We have established a pipeline to identify transcription factor binding sites in vivo in C. elegans. This pipeline is designed to take advantage of the stability of fosmid-based transgenes, as well as their reliability in reproducing native expression patterns. The transgenic lines emerging from this pipeline tend to have between one and three copies of the transgene, and exhibit minimal, if any, over-expression (Sarov et al., in prep). Our initial trials with the RNA polymerase II subunit AMA-1 indicate that the transgenic, tagged version of a transcriptional regulator can indeed successfully recapitulate the DNA binding properties of the native factor. This pipeline can now be used on additional factors, and because the same antibody is used for every immunoprecipitation, will provide fairly uniform investigation of the binding sites of multiple factors, and aid in the dissection of regulatory networks in development.

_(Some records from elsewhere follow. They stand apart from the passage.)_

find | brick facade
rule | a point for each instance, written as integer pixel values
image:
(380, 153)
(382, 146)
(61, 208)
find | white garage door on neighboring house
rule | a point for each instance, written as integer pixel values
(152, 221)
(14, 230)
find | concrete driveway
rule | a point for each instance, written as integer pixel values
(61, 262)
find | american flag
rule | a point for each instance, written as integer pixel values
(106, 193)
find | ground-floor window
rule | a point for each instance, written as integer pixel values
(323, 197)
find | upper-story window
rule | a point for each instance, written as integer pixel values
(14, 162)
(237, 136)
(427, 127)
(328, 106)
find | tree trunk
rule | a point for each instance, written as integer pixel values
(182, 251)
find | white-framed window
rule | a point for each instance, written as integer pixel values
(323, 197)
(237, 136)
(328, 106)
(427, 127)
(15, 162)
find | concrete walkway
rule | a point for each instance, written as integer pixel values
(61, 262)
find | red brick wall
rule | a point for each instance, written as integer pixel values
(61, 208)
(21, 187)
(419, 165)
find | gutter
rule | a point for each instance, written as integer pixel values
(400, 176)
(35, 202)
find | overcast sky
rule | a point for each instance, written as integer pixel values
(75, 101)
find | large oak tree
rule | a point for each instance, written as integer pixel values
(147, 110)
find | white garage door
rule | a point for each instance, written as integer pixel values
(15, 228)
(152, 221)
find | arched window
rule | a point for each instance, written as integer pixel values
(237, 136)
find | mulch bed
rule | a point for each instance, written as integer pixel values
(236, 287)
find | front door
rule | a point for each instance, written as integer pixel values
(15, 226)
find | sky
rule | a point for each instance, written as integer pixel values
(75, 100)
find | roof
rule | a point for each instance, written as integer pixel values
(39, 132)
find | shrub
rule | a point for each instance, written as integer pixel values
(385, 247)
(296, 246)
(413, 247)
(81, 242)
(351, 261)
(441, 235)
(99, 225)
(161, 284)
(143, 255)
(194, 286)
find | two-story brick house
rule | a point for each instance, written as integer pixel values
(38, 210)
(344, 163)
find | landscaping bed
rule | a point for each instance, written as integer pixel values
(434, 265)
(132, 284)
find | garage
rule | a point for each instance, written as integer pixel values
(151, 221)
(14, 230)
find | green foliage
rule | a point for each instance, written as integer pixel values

As a first step toward this major goal, we identified candidate gene targets of PHA-4 in vivo at two distinct developmental stages. We chose PHA-4 as the initial factor for binding site identification for three primary reasons. First, it is a well-characterized factor with fundamentally important, yet distinct, functions at different times in development. Second, a handful of direct transcriptional targets of PHA-4 have been independently identified and validated, providing some key positive controls. Finally, PHA-4, unlike AMA-1, is expressed tissue-specifically, primarily in digestion-related tissues such as the pharynx and intestine. Thus, it provides a test case for whether ChIP can be performed on transcription factors with restricted expression.
A little over half of the PHA-4 targets we identified are in common between these two stages, suggesting that PHA-4 does have a general function in regulation of gene expression. However, over 40% are preferentially bound in one stage relative to the other, indicating that the ability of PHA-4 to mediate different processes likely occurs through a shift in the sets of targets it regulates. These data indicate that transcription factors can have diverse and key roles in distinct biological processes and underscore the importance of identifying binding sites under multiple conditions.
Several interesting differences in PHA-4 binding were noted between the two stages. For instance, among the many examples listed, several genes encoding members of the dosage compensation complex were preferentially bound by PHA-4 in embryos relative to L1s. During embryogenesis, PHA-4 helps specify the pharynx at the same time that the dosage compensation complex (DCC) is beginning to implement a two-fold reduction of transcription levels from the entire X chromosome. Little is known about how the dosage compensation complex interacts with tissue-specific programs, and our data suggests that PHA-4 helps to control the levels of the DCC in order to provide more or less dosage compensation in that tissue as needed. Possibly, master regulators in other tissues also regulate DCC levels in order to bring the level of dosage compensation in alignment with the needs of a specific tissue.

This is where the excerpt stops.